We think the headline on the Jewish fast of Tisha B’Av should be:
Jews Join Muslims in Fasting.
After all, it’s a rare convergence of the Muslim fasting month of Ramadan with the 25-hour-long Jewish fast that mournfully recalls the destruction of the Temple in Jerusalem. As these religious groups fast together, this could be an occasion for building spiritual bridges.

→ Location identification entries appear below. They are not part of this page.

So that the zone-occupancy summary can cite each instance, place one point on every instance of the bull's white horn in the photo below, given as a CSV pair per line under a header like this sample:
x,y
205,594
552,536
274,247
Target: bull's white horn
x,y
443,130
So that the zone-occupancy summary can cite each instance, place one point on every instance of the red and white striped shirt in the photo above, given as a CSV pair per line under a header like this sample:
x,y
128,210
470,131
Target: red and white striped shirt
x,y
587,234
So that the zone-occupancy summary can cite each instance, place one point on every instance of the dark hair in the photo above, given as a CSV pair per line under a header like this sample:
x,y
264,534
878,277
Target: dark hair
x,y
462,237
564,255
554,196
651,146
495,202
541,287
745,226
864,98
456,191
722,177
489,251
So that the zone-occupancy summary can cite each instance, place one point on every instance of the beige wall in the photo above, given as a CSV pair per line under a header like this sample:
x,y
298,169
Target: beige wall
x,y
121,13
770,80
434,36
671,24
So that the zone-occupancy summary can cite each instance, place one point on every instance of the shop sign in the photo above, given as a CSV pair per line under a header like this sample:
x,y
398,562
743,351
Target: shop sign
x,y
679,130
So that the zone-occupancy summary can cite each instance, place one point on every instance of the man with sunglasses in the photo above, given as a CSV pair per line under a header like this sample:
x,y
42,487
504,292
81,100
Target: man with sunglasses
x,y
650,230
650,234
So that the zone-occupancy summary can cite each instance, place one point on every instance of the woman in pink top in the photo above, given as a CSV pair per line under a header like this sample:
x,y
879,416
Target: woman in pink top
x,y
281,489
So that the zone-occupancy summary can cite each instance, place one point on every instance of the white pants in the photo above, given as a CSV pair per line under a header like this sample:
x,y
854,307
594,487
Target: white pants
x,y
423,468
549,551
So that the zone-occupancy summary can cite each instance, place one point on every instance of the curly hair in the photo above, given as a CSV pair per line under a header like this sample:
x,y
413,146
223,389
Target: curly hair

However, the rest of the world’s news media is putting Tisha B’Av in hundreds of news stories about Mitt Romney’s visit to Israel after his brief tour of the London Olympics. We do understand that Romney’s presidential candidacy is important religion-related news. But, most newspapers around the world are ignoring the fast itself this weekend to focus on the political and religious minefield Romney is entering. A sign that his campaign isn’t entirely up to speed on interfaith issues was an original plan to hold a fund-raising dinner during the fast—a plan that has been altered in various ways. One report points out that no one will eat at the Sunday fundraiser until after the sun sets. Another report says that the Romney focus now has moved to a gathering on Monday. And, reporters now are objecting to the Romney campaign’s decision to lock them out of the Sunday event.

What is Tisha B’Av?

Since you won’t find it elsewhere, here’s the story behind Tisha B’Av: According to Jewish tradition, Tisha B’Av marks the tragic date on which both the First and Second Temples were destroyed, although 655 years apart. (Wikipedia has details). In addition, Jews recall other tragedies: the sins of scouts sent by Moses; the destruction of the entire cit of Jerusalem that followed the Roman siege of 70 CE; and the failed Bar Kakhba revolt. (Learn more from Judaism 101.)

For 25 hours, Jews will fast from food and drink and observe traditional mourning customs. Often, the Book of Lamentations is read, among other solemn texts, and lamenting prayers are recited. In the synagogue, the ark—the home of the Torah—is draped in black. (Interested in a virtual tour of the Temple? Take one at Chabad.org.)